Despite the availability of four college annex buildings where the administrative offices, laboratories and classrooms are located, enrolment growth which is projected to increase by at least 30 percent this coming AY 2007-2008 will need more classrooms. Having anticipated such an increase, a new 10-classroom building is targeted to commence construction by early next year. It will be erected side by side with the present main Don Mariano Matugas Building.

Meanwhile, blueprints for the renovation and redesign of at least two of the four existing college campuses have been made.

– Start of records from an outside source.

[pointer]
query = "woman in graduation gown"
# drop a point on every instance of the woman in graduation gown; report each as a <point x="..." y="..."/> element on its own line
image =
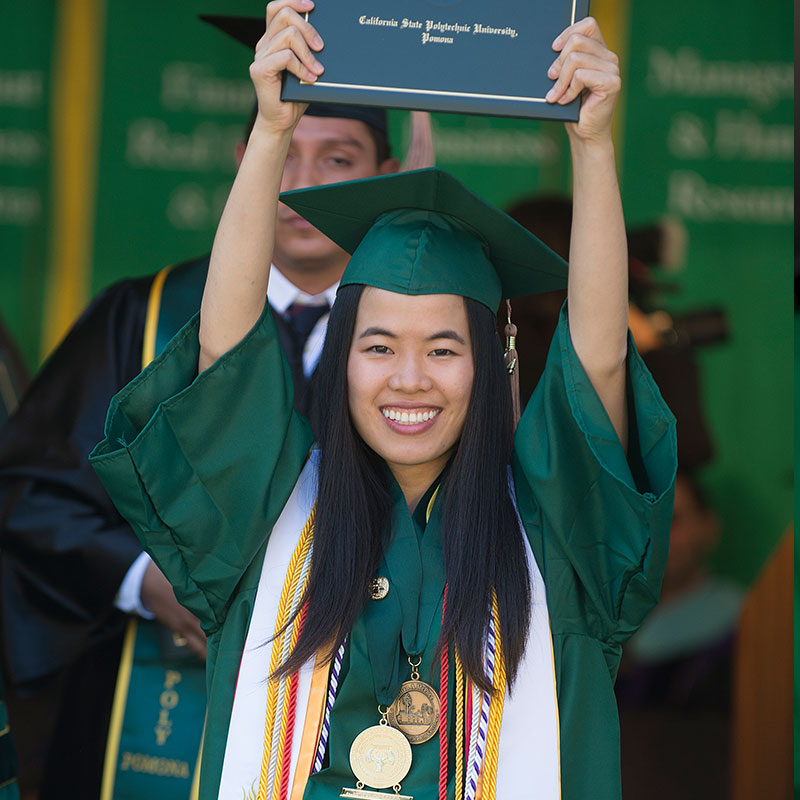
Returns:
<point x="421" y="570"/>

Carpentry and masonry jobs are almost complete to conform with the recommendations of the Regional Quality Assessment Team (RQAT), such that academic programs with more students like the B.S. Criminology will have its offices, laboratory and classrooms in just one building or campus.

The expected increase in enrolment this June will be due to the opening of a number of one-year and two-year ladderized programs under TESDA. The program designs are leading to four-year degree academic programs under CHED. Such programs include, among others, the one-year and two-year Security Services leading to B.S. Criminology; two-year Computer Hardware Servicing leading to BSIT, one-year and two-year Housekeeping and Bar Tendering leading to B.S. in Tourism and B.S. in Hotel and Restaurant Management, one-year Caregiver Course and other short-term technical-vocational and skills training programs under TESDA.